À l’occasion d’une réunion historique tenue le 22 juin à New Delhi, le Maroc et l’Inde ont franchi une nouvelle étape dans leur collaboration contre les menaces terroristes. Cet événement, marquant la deuxième session du groupe de travail conjoint dédié à la lutte antiterroriste, a permis d’élargir le champ de la coopération aux circuits financiers illégaux, aux usages criminels des technologies modernes et aux connexions entre organisations transnationales et groupes armés. Les échanges ont également porté sur les déplacements internationaux des membres de ces réseaux, soulignant l’urgence d’une réponse coordonnée et globale.
Cette réunion, coprésidée par Vinod Bahade, secrétaire conjoint chargé de la lutte contre le terrorisme au ministère indien des Affaires étrangères, et Hicham Baali, chef de la Brigade nationale de la police judiciaire (BNPJ) auprès de la Direction générale de la sûreté nationale (DGSN), a mis en lumière des enjeux communs aux deux pays. Les discussions ont mis l’accent sur les menaces régionales et les défis mondiaux liés à la circulation des idéologies extrémistes, des fonds illicites, des outils technologiques et des individus radicalisés.
Les deux délégations ont adopté une position unanime, condamnant avec la plus grande fermeté toute forme de terrorisme, y compris ses manifestations transfrontalières. Elles ont également dénoncé avec force les attaques du 22 avril 2025 à Pahalgam, dans le Jammu-et-Cachemire indien, ainsi que celle du 10 novembre 2025 près du Fort-Rouge à New Delhi.

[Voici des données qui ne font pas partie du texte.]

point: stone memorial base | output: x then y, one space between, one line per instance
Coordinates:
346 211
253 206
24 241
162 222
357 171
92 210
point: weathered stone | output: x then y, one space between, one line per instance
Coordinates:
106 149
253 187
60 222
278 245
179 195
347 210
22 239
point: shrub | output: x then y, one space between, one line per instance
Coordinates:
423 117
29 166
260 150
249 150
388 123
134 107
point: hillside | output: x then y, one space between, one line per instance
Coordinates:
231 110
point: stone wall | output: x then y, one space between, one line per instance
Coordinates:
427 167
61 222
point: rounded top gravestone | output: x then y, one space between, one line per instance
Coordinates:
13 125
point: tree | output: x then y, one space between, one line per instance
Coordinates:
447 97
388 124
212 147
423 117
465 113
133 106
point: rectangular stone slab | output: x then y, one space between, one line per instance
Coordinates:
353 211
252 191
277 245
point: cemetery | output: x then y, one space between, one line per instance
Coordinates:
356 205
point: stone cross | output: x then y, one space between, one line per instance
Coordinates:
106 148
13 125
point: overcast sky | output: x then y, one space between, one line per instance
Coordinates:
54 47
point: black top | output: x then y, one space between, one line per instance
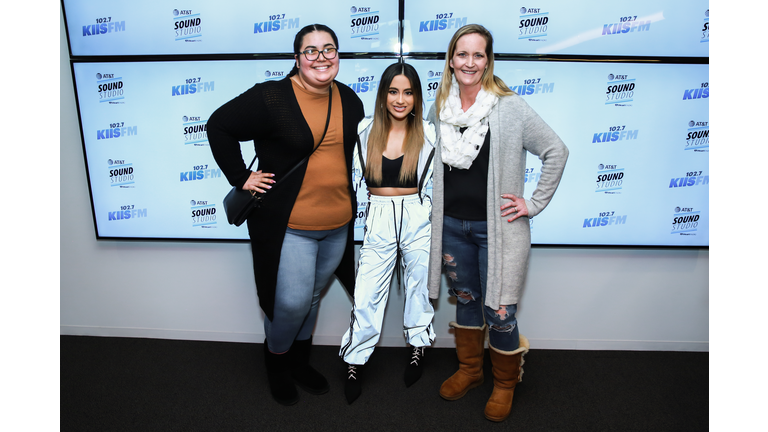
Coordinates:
465 189
390 174
269 114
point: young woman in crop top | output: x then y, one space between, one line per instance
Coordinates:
394 155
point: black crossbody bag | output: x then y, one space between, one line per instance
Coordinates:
239 203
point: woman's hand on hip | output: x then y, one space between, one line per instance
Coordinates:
515 207
259 181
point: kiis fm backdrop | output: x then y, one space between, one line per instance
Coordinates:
638 131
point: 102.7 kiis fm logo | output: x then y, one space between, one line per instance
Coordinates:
277 22
443 21
127 212
697 138
104 25
192 86
607 218
200 172
364 22
195 130
121 174
620 90
533 24
117 130
187 25
691 179
533 86
203 214
111 88
685 221
365 84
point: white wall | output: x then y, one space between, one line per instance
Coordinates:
575 298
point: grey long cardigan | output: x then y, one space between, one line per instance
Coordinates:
515 128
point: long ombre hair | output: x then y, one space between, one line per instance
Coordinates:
414 136
490 82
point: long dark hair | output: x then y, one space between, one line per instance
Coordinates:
378 137
297 41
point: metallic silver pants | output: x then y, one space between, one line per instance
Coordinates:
397 227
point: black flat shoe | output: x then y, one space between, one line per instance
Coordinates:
415 367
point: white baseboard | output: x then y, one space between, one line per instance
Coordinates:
444 342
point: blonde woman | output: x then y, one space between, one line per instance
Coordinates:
480 221
394 154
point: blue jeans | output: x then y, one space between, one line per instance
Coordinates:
307 262
465 258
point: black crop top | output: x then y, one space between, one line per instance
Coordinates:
390 174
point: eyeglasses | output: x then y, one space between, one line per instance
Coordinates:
313 54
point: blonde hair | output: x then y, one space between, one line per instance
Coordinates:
490 82
379 135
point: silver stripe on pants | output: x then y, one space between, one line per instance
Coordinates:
396 225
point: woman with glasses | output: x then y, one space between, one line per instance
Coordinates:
480 222
394 155
303 233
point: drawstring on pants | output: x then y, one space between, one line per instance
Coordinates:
398 233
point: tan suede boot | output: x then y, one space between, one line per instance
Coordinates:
470 348
507 372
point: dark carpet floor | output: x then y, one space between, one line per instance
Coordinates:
127 384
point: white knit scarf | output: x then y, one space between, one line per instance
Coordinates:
459 150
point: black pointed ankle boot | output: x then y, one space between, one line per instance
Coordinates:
279 376
307 377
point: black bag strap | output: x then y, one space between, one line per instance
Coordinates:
327 122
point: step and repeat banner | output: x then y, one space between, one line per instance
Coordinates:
638 133
648 28
162 27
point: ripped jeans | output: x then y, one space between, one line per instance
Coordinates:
465 260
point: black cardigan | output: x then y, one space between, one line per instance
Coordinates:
269 114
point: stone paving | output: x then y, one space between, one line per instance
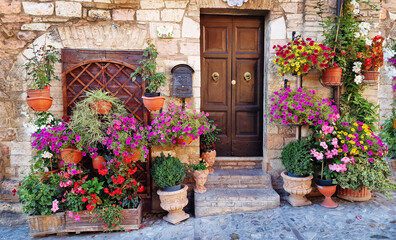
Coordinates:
375 219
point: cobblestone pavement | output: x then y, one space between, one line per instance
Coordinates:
375 219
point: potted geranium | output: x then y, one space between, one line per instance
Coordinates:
153 80
208 145
297 178
168 174
200 173
41 68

Une réponse globale aux nouvelles menaces terroristes
Les échanges ont couvert plusieurs axes prioritaires, notamment l’extrémisme violent, les mécanismes de radicalisation, le financement des activités terroristes et l’exploitation des technologies à des fins criminelles. Le communiqué final a souligné la nécessité d’une analyse approfondie des modes de recrutement, des sources de financement, des canaux de communication et des outils numériques utilisés par les organisations clandestines. Cette approche intégrée vise à anticiper les évolutions des stratégies terroristes et à renforcer les capacités de prévention et de réponse.
Une attention particulière a été accordée à l’utilisation des technologies à des fins terroristes, un domaine en constante évolution. Celui-ci englobe les outils de communication chiffrée, la propagande en ligne, les transferts de fonds illicites et les dispositifs facilitant la préparation d’attaques. Bien que le communiqué ne détaille pas de mesures spécifiques, il insiste sur l’importance du partage de renseignements, de la prévention et de la coopération judiciaire pour contrer ces menaces.

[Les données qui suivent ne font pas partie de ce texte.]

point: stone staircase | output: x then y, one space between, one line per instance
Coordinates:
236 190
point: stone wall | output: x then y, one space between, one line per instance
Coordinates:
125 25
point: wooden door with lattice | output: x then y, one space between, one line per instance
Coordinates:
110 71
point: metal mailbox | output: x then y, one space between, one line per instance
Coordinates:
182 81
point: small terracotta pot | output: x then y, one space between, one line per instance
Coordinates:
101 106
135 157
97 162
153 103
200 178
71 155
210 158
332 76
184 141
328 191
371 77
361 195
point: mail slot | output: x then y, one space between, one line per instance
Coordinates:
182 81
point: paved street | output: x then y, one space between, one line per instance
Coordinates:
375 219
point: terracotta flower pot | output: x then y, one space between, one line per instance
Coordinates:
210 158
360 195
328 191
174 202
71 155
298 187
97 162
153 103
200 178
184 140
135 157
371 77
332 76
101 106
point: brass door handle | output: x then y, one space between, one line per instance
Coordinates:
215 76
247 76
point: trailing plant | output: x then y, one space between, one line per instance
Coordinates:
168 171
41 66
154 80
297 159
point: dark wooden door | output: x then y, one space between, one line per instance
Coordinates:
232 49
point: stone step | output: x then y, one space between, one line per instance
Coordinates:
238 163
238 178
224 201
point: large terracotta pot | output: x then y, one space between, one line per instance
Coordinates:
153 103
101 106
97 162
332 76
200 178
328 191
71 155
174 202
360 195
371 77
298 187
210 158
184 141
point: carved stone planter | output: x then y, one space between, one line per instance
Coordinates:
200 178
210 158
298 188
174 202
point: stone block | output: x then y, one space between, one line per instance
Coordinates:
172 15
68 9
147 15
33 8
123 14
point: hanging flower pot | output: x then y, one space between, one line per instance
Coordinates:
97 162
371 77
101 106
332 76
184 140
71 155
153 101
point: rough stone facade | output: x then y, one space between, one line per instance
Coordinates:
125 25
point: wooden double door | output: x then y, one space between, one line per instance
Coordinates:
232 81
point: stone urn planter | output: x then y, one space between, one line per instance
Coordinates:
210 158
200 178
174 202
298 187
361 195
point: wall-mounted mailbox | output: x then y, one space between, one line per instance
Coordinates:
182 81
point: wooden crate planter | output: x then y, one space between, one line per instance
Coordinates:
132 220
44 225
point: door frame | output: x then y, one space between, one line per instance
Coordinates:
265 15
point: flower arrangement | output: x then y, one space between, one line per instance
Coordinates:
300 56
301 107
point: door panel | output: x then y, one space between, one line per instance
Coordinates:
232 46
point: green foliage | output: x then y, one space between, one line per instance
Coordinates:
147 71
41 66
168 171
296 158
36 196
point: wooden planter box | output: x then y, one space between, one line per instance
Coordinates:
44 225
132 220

Les discussions ont également exploré l’imbrication du crime organisé transnational et du terrorisme, un phénomène qui combine réseaux de financement illicites, filières logistiques, faux documents, trafics et circuits de passage. Ces connexions permettent aux groupes terroristes de se déplacer, de se ravitailler et de mener des opérations à l’échelle internationale, rendant indispensable une approche transnationale.

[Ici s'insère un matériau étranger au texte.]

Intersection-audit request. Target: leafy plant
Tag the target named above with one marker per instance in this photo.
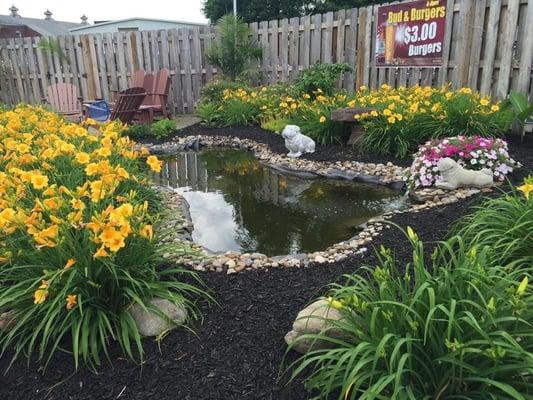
(320, 78)
(403, 118)
(209, 114)
(456, 329)
(214, 91)
(138, 131)
(233, 50)
(274, 125)
(503, 223)
(519, 104)
(80, 246)
(470, 152)
(236, 112)
(163, 128)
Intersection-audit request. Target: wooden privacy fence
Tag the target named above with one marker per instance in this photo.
(488, 46)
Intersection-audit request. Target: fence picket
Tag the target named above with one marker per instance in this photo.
(487, 46)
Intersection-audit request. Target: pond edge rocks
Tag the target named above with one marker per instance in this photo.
(178, 224)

Enfin, les délégations ont analysé le mouvement mondial des terroristes, un concept désignant les parcours internationaux des membres de groupes armés, les retours des zones de conflit et les itinéraires clandestins. L’objectif est de mieux identifier ces déplacements et d’améliorer l’échange d’informations entre les services spécialisés des deux pays.
Renforcement de la coopération bilatérale et multilatérale
Le Maroc et l’Inde ont réaffirmé leur volonté de renforcer leur coopération bilatérale dans la lutte contre le terrorisme. Cette collaboration s’articule autour de l’échange d’informations stratégiques, du renforcement des capacités institutionnelles et du partage des bonnes pratiques. Elle s’appuie sur l’expertise policière, l’analyse des menaces, la formation spécialisée et la comparaison des méthodes employées par les deux pays pour optimiser leur efficacité.
Les deux nations ont également réitéré leur engagement en faveur d’une action commune au sein de l’Organisation des Nations unies (ONU), du Groupe d’action financière (GAFI) et du Forum mondial de lutte contre le terrorisme (GCTF). Ces plateformes internationales jouent un rôle clé dans l’harmonisation des normes financières, la prévention de l’extrémisme violent, la coopération judiciaire et l’échange d’expériences entre États.
Pour concrétiser ces ambitions, les deux gouvernements ont décidé d’organiser une troisième réunion du Groupe de travail conjoint au Maroc, à une date convenue d’un commun accord. Cette prochaine session aura pour mission de poursuivre l’examen des menaces régionales et mondiales, tout en transformant les orientations adoptées à New Delhi en mécanismes bilatéraux concrets et renforcés.